Chip GPS incorporado
GPS, GLONASS, GALILEO, BDS y QZSS

RESISTENCIA AL AGUA

5 ATM

SENSORES

Sensor de frecuencia cardiaca
SpO2
Acelerómetro
Giroscopio
Sensor geomagnético
Sensor atmosférico
Sensor de luz ambiental

BOTONES

Sí, dos

OTROS

1x micrófono
1x altavoz
117 modos deportivos
Soporte para llamadas Bluetooth
200 watchfaces

PRECIO

199,99 euros

Diseño: Xiaomi va mejorando

Como en todos los análisis, comenzamos hablando del diseño. El Xiaomi Watch S1 Active es un reloj hecho de poliamida reforzada con fibra de vidrio, un material bastante menos noble que el del Watch S1, cuya caja está hecha de acero inoxidable. Sin embargo, este cambio le permite al reloj deportivo de Xiaomi ser sensiblemente más ligero: unos 20 gramos.

El dispositivo tiene una caja de 46 milímetros, siendo esta la única opción disponible. Esto es algo a tener en cuenta, ya que es una caja grande y seguramente quede algo exagerada en las muñecas más pequeñas. Desgraciadamente, Xiaomi no ha lanzado una versión de 40 o 42 milímetros, que resolvería esto sin problema.

El reloj se siente bien en mano. No es el tacto más premium del mercado (por ejemplo, el Watch GT Runner de Huawei está hecho de los mismos materiales y siente algo mejor), pero no está mal. A pesar de ser grandote, su escaso peso hace que apenas notemos que lo llevamos puesto y que sea cómodo de llevar en cualquier situación.

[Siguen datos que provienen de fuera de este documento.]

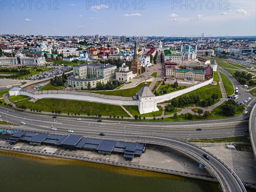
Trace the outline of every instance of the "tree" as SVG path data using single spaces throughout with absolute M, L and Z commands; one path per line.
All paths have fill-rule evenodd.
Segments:
M 211 112 L 208 111 L 204 111 L 204 116 L 205 117 L 205 119 L 207 118 L 208 116 L 210 116 L 210 115 Z
M 189 113 L 187 114 L 188 119 L 193 119 L 193 115 Z
M 202 109 L 198 109 L 198 116 L 200 116 L 200 115 L 204 113 L 204 110 Z
M 90 86 L 90 82 L 88 82 L 88 84 L 87 84 L 87 88 L 88 89 L 90 89 L 90 88 L 91 88 L 91 86 Z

En el canto derecho tenemos dos botones, uno arriba (para abrir el cajón de apps) y otro abajo (para lanzar los modos deportivos). Xiaomi no nos permite modificar su comportamiento demasiado. Lo único que podemos hacer es configurar el botón inferior para que lance un deporte concreto en lugar de la app de deporte, pero poco más. También encontramos en este canto derecho el altavoz. En el canto izquierdo, por su parte, no tenemos nada más allá de la hendidura del micrófono.

Los botones tienen buen recorrido, pero clickean bastante. A mí, personalmente, me gusta cuando la pulsación es más suave y no escuchas el típico “click”, pero es una cuestión de gustos. Lo que sí echo de menos es que los botones tengan algún tipo de grabado que permita localizarlos rápidamente cuando tenemos las manos mojadas o sudadas, algo que seguramente suceda dada la esencia deportiva del reloj.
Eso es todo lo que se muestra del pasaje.